Israel's "Foreign Workers"

By Miri - 

Neve Sha'anan, South Tel Aviv
Israel is a country consisting to a large extent of former refugees and immigrants. At the same time Israel does not consider itself an immigration country – as far as non-Jews are concerned, of course.

Walking through Tel Aviv's South however, will certainly give you a completely different impression. More than Hebrew and Arabic, you will hear Rumanian, Spanish, Yoruba, Thai and many other languages.
Israel is home to an estimated number 200,000 people, who came here for work and possibly for a better life.

Replacing Palestinian Labour with “Foreign Workers”

Since 1967, with the occupation of the West Bank and Gaza, Israel's economy increasingly relied on cheap Palestinian labour. At the same time, as already mentioned in another article on this blog, the purposefully underdeveloped Palestinian economy started depending on workers seeking employment in Israel.
With the outbreak of the First Intifada the Israeli army started imposing closures on the West Bank and Gaza and Palestinian workers could not reach their work places any more. In addition to that, the 90s were characterised by a separation policy, which among other things was supposed to eliminate Israel's dependence on Palestinian labour.

All of these policies did not diminish the demand for cheap labour. which therefore needed to be supplied from other countries, mainly from Rumania, Bulgaria, China, from Thailand and the Philippines.
As opposed to the Palestinian workers, however, those new workers would not return home after a day, a week or month of work in Israel, to the contrary, many of them settled down and started raising their
families in Israel.

As a self-declared non-immigration country, that is always concerned about its demographics and the maintenance of the Jewish character of the state, Israel had to find ways to prevent the migrants from permanently settling down and to ensure that the “foreign workers” would eventually leave again.

Israel's Migration Regime

Deportation through the Oz Unit
Residence rights in Israel for non-Jewish migrants are tied to work permits. The permits are however not granted to the migrants themselves but to their employers, to whom the worker is therefore indentured, usually for a fixed duration of one year. Most of those contracts are established through agencies in the migrants' home countries, to which the migrant has to pay an additional fee.

This condition of maximum control of the employer and the state over the migrant worker prompts plenty of opportunities for exploitation and abuse through the employer, and has often been denounced by Israeli and international NGOs as amounting to slavery.
According to reports many employers do not fulfil their legal obligations to the migrant workers; they receive less than minimum wage, are not paid for overtime, do not receive any of the social benefits they are entitled to under Israeli law, and frequently work under bad and dangerous conditions. The workers themselves usually do not dare to complain, fearing their employers could end the contract, which would turn them into “illegal” migrants.
Migrant women, most of who work in unregulated areas, such as domestic care, are especially vulnerable to different forms of abuse through their employers.

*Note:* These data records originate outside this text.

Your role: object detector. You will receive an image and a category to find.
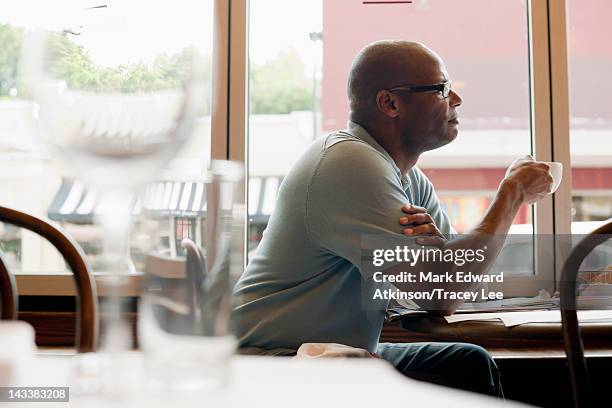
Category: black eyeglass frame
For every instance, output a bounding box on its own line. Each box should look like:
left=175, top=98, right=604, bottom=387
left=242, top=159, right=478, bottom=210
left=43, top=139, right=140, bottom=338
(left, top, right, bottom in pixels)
left=388, top=81, right=452, bottom=99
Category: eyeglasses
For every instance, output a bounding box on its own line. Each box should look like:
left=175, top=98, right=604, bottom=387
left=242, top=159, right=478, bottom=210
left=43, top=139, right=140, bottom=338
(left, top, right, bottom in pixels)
left=389, top=81, right=452, bottom=99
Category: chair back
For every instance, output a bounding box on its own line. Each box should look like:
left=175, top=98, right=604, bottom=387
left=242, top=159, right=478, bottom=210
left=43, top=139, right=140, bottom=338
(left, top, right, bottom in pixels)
left=560, top=222, right=612, bottom=408
left=0, top=207, right=99, bottom=353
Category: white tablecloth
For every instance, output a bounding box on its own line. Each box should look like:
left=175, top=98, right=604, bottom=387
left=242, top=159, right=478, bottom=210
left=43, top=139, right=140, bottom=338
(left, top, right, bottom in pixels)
left=9, top=353, right=536, bottom=408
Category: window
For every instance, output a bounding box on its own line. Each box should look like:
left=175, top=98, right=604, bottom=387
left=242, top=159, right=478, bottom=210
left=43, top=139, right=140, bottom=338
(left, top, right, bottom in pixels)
left=248, top=0, right=552, bottom=293
left=0, top=0, right=214, bottom=284
left=567, top=0, right=612, bottom=284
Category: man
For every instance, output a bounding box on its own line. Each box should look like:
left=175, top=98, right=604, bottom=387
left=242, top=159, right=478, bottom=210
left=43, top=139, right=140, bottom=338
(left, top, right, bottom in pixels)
left=233, top=41, right=552, bottom=395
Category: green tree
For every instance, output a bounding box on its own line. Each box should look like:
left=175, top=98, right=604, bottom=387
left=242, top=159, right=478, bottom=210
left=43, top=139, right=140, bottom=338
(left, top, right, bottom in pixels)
left=0, top=24, right=23, bottom=99
left=250, top=51, right=312, bottom=114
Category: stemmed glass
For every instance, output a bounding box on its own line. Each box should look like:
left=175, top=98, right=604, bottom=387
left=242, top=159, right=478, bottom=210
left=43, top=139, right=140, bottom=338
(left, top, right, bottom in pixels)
left=23, top=0, right=210, bottom=390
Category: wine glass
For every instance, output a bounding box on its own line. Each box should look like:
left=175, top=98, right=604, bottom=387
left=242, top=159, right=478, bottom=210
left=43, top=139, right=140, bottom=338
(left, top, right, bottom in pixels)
left=22, top=0, right=212, bottom=392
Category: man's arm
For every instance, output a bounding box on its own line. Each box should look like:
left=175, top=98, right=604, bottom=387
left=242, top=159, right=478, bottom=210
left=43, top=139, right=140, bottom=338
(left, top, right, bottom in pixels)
left=385, top=158, right=552, bottom=315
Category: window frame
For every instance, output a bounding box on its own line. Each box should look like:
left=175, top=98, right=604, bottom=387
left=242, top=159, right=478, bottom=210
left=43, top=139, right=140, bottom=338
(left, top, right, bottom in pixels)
left=232, top=0, right=571, bottom=296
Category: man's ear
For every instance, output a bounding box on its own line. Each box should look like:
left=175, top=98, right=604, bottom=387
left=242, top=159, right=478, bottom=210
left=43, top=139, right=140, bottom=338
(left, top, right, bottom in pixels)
left=376, top=90, right=399, bottom=118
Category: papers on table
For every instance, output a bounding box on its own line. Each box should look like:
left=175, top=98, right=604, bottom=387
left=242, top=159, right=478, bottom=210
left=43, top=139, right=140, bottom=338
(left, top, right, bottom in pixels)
left=445, top=310, right=612, bottom=327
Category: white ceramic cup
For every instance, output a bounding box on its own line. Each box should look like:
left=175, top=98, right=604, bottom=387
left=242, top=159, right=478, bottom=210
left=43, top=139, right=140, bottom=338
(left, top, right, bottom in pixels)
left=545, top=162, right=563, bottom=194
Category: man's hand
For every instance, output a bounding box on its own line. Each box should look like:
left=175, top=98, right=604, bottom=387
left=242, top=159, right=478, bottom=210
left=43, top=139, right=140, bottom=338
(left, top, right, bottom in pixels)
left=501, top=155, right=553, bottom=204
left=399, top=204, right=446, bottom=247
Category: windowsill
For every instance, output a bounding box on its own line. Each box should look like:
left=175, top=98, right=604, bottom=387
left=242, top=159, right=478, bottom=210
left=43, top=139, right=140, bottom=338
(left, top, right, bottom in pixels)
left=15, top=272, right=143, bottom=297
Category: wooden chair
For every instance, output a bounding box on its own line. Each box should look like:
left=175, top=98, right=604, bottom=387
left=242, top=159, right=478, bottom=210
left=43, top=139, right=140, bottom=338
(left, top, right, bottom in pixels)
left=0, top=207, right=99, bottom=353
left=0, top=253, right=19, bottom=320
left=145, top=238, right=206, bottom=334
left=560, top=222, right=612, bottom=408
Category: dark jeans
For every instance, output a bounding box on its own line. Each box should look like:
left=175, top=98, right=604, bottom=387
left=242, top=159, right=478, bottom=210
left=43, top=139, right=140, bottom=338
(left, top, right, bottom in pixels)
left=376, top=343, right=504, bottom=398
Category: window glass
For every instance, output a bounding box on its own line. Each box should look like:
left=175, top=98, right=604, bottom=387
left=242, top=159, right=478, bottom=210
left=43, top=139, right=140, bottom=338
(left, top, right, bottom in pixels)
left=567, top=0, right=612, bottom=283
left=0, top=0, right=213, bottom=273
left=248, top=0, right=533, bottom=271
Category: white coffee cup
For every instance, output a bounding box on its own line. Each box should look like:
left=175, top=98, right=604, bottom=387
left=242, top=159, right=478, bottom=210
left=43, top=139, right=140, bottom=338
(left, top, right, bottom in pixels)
left=545, top=162, right=563, bottom=194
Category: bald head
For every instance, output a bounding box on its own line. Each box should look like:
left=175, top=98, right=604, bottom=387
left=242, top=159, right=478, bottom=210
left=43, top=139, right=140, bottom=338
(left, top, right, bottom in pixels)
left=347, top=40, right=443, bottom=121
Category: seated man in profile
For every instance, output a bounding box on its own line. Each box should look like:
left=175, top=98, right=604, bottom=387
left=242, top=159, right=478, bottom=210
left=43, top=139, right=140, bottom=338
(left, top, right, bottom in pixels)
left=233, top=41, right=552, bottom=396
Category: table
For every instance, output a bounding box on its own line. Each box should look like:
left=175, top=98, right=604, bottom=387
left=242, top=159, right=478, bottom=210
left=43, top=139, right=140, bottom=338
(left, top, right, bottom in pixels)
left=381, top=312, right=612, bottom=358
left=19, top=352, right=523, bottom=408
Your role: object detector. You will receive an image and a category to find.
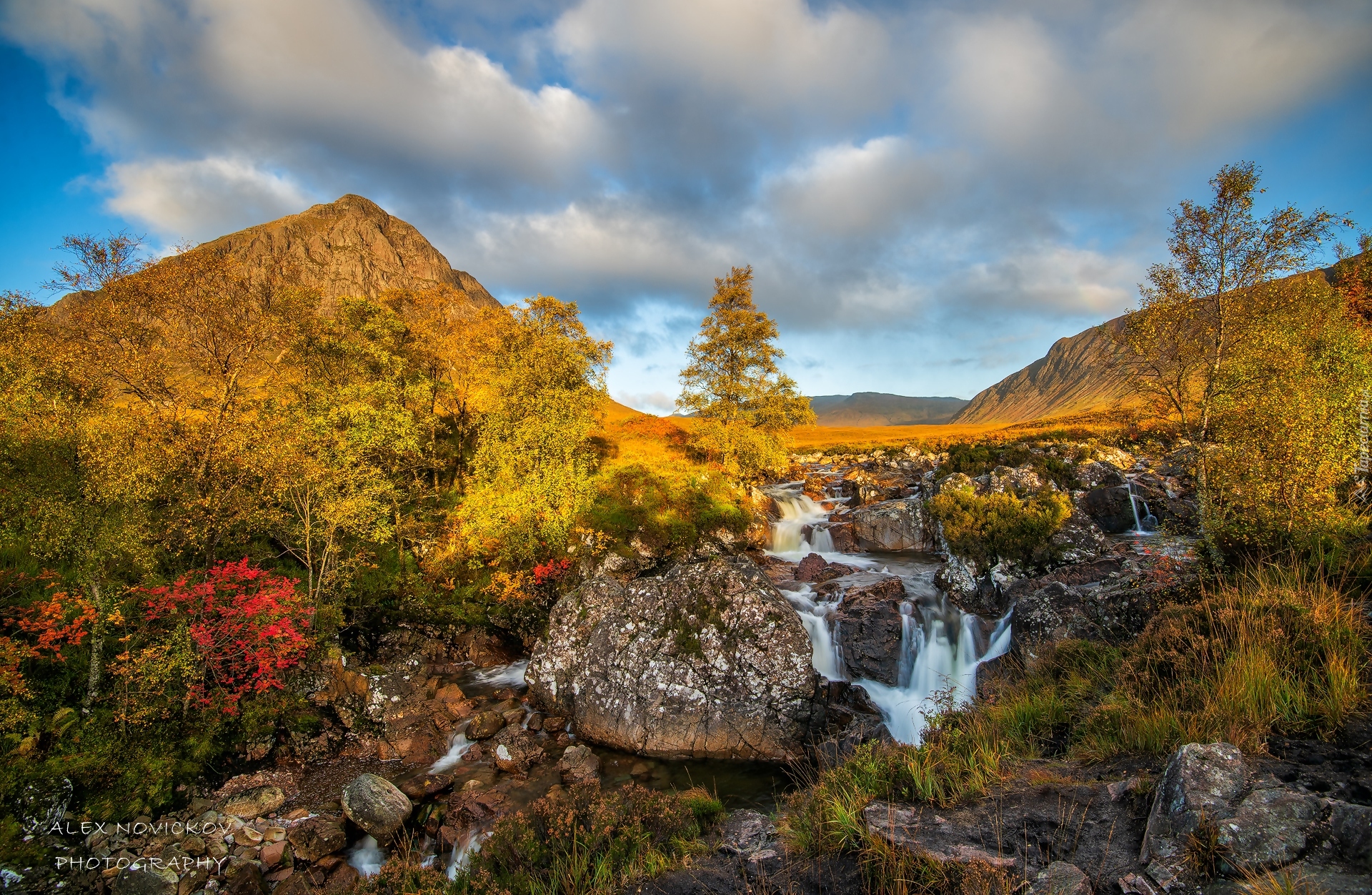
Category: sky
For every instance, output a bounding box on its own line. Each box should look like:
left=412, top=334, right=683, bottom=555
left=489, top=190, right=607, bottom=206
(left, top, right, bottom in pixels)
left=0, top=0, right=1372, bottom=413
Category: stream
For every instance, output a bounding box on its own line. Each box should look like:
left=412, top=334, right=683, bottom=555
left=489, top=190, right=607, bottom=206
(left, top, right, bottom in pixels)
left=765, top=476, right=1010, bottom=744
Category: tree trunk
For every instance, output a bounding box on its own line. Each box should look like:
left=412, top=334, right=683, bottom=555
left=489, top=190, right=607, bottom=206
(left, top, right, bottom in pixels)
left=81, top=580, right=110, bottom=711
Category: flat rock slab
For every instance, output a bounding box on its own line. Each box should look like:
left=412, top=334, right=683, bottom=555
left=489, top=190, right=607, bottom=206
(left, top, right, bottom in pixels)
left=525, top=556, right=825, bottom=761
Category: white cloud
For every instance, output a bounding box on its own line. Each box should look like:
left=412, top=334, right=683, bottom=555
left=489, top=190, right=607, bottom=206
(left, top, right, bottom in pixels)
left=106, top=158, right=312, bottom=242
left=0, top=0, right=601, bottom=192
left=553, top=0, right=904, bottom=118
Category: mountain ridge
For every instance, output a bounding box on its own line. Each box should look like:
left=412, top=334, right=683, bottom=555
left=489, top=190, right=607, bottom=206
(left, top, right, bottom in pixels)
left=810, top=391, right=968, bottom=427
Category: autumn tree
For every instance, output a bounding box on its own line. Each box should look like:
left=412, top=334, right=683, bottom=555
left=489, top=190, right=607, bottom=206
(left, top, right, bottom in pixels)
left=459, top=295, right=612, bottom=565
left=1115, top=162, right=1347, bottom=535
left=677, top=267, right=815, bottom=476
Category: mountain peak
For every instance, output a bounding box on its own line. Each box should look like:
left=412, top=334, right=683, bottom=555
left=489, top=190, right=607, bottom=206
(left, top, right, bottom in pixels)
left=202, top=194, right=499, bottom=307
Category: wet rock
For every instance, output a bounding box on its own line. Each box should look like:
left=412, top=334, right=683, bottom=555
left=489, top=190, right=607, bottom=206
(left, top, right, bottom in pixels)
left=848, top=497, right=935, bottom=550
left=527, top=556, right=823, bottom=761
left=986, top=465, right=1051, bottom=497
left=399, top=774, right=453, bottom=801
left=487, top=725, right=543, bottom=774
left=1077, top=460, right=1125, bottom=489
left=1139, top=743, right=1247, bottom=891
left=557, top=746, right=600, bottom=786
left=1081, top=486, right=1135, bottom=534
left=1050, top=507, right=1108, bottom=563
left=937, top=473, right=978, bottom=494
left=467, top=711, right=506, bottom=740
left=719, top=809, right=777, bottom=856
left=114, top=866, right=177, bottom=895
left=935, top=553, right=978, bottom=605
left=219, top=786, right=285, bottom=821
left=829, top=522, right=859, bottom=553
left=862, top=801, right=1018, bottom=870
left=1329, top=801, right=1372, bottom=870
left=1033, top=861, right=1093, bottom=895
left=342, top=774, right=414, bottom=846
left=796, top=553, right=837, bottom=580
left=835, top=578, right=907, bottom=686
left=287, top=817, right=347, bottom=864
left=1218, top=789, right=1320, bottom=873
left=219, top=861, right=267, bottom=895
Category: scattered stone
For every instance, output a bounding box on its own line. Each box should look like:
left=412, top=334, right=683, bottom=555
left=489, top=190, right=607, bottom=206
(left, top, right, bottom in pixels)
left=287, top=817, right=347, bottom=862
left=1033, top=861, right=1093, bottom=895
left=219, top=861, right=267, bottom=895
left=525, top=556, right=823, bottom=761
left=1218, top=789, right=1320, bottom=873
left=399, top=774, right=453, bottom=801
left=219, top=786, right=285, bottom=821
left=848, top=497, right=935, bottom=552
left=114, top=865, right=177, bottom=895
left=340, top=774, right=414, bottom=845
left=719, top=809, right=777, bottom=856
left=557, top=746, right=600, bottom=786
left=1329, top=801, right=1372, bottom=870
left=233, top=826, right=262, bottom=846
left=467, top=711, right=506, bottom=740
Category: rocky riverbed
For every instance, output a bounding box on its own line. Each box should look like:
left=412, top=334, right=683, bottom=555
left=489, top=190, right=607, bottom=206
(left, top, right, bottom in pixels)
left=34, top=445, right=1372, bottom=895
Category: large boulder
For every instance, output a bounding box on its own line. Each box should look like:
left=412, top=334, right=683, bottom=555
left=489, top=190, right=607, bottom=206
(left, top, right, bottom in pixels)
left=287, top=817, right=347, bottom=864
left=340, top=774, right=414, bottom=846
left=837, top=578, right=908, bottom=686
left=1081, top=485, right=1135, bottom=534
left=525, top=556, right=823, bottom=761
left=1139, top=743, right=1247, bottom=891
left=848, top=497, right=935, bottom=550
left=219, top=786, right=285, bottom=821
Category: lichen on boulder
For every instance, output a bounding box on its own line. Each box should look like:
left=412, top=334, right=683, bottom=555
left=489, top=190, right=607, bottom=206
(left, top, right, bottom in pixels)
left=525, top=556, right=823, bottom=761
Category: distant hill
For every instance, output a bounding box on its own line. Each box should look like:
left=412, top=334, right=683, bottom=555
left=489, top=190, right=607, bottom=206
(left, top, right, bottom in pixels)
left=951, top=255, right=1358, bottom=424
left=199, top=194, right=499, bottom=307
left=810, top=391, right=968, bottom=427
left=952, top=317, right=1136, bottom=422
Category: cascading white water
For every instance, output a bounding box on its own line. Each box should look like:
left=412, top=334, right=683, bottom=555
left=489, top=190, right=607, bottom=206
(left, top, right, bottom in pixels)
left=429, top=731, right=472, bottom=774
left=767, top=483, right=841, bottom=560
left=447, top=829, right=489, bottom=880
left=785, top=585, right=848, bottom=681
left=1125, top=482, right=1158, bottom=534
left=347, top=836, right=386, bottom=876
left=853, top=600, right=1010, bottom=746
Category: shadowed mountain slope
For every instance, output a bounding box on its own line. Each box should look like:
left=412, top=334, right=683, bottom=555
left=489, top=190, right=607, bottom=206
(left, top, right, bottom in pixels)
left=952, top=317, right=1135, bottom=422
left=199, top=194, right=499, bottom=307
left=951, top=255, right=1361, bottom=424
left=810, top=391, right=968, bottom=425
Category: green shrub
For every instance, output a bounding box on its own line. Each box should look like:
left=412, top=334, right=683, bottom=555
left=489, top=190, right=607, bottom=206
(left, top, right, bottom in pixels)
left=929, top=489, right=1072, bottom=570
left=457, top=783, right=723, bottom=895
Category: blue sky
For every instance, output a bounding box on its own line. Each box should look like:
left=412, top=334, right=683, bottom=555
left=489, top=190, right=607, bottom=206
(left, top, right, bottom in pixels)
left=0, top=0, right=1372, bottom=412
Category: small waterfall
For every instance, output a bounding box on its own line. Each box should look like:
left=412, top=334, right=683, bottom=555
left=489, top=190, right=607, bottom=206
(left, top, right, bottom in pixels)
left=447, top=828, right=489, bottom=880
left=347, top=836, right=386, bottom=876
left=429, top=736, right=474, bottom=774
left=785, top=585, right=848, bottom=681
left=1126, top=482, right=1158, bottom=534
left=767, top=483, right=834, bottom=560
left=853, top=598, right=1010, bottom=746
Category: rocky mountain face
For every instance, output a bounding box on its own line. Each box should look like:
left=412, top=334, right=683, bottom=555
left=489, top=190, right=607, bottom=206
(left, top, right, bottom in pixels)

Apart from the documented workers, there is a large number of “illegal” undocumented migrants living and working in Israel. Many of them had originally entered the country as tourists, or on a work permit and had then overstayed their visas. Although they constantly have to fear arrest and deportation through the “Oz” unit, a special police task force, established for the sole purpose of dealing with unwanted foreigners, many undocumented migrants contend that they can live more freely than those indentured to their employers through a work permit.

In order to combat “illegal migration” Israel started preventing migrant workers from entering the country if they have relatives from their immediate family in Israel, as this would supposedly increase the chances of the workers overstaying their visas.

For a while pregnant migrant women and women with children, whether documented or undocumented, felt that they were less likely to be held up, yet the immigration authorities soon also started specifically targeting them. According to a regulation, which was fortunately struck down by Israel's Supreme Court in 2011, migrant women could lose their legal status due to pregnancy, and were thus essentially forced to choose between their visa and a child, giving them three months to send their infant to their home country.

Filipino boy at protest: "Don't Deport Us"
In 2009 the Israeli government first announced its plan to deport some 1200 children of non-Jewish migrant parents, who were born and raised in Israel. After a major public outcry the deportation of the children was postponed. A year later the government came up with a set of new criteria for naturalisation of migrant workers' children, including being born in the country, speaking Hebrew, having studied the year prior in Israel and being enrolled in the Israeli education system for next year. Hundreds of families applied, many were rejected and others are still waiting for an answer from the authorities.

Until today Israel does not recognise the rights of those children who spent most, if not their entire lives in the country. Former Minister of Interior Eli Yishai supported their deportation on the grounds that they were “liable to damage the state's Jewish identity, constitute a demographic threat and increase the danger of assimilation.” Those sentiments are unfortunately also to some extent mirrored in the population at large, which increasingly blames “foreigners” for the country's social and economic problems.

Until today Israel has not come up with a clear, consistent and fair policy to deal with its nonJewish migrant population or with the tens of thousands of African asylum seekers, all of who have to live under the constant fear of being arrested and/or deported.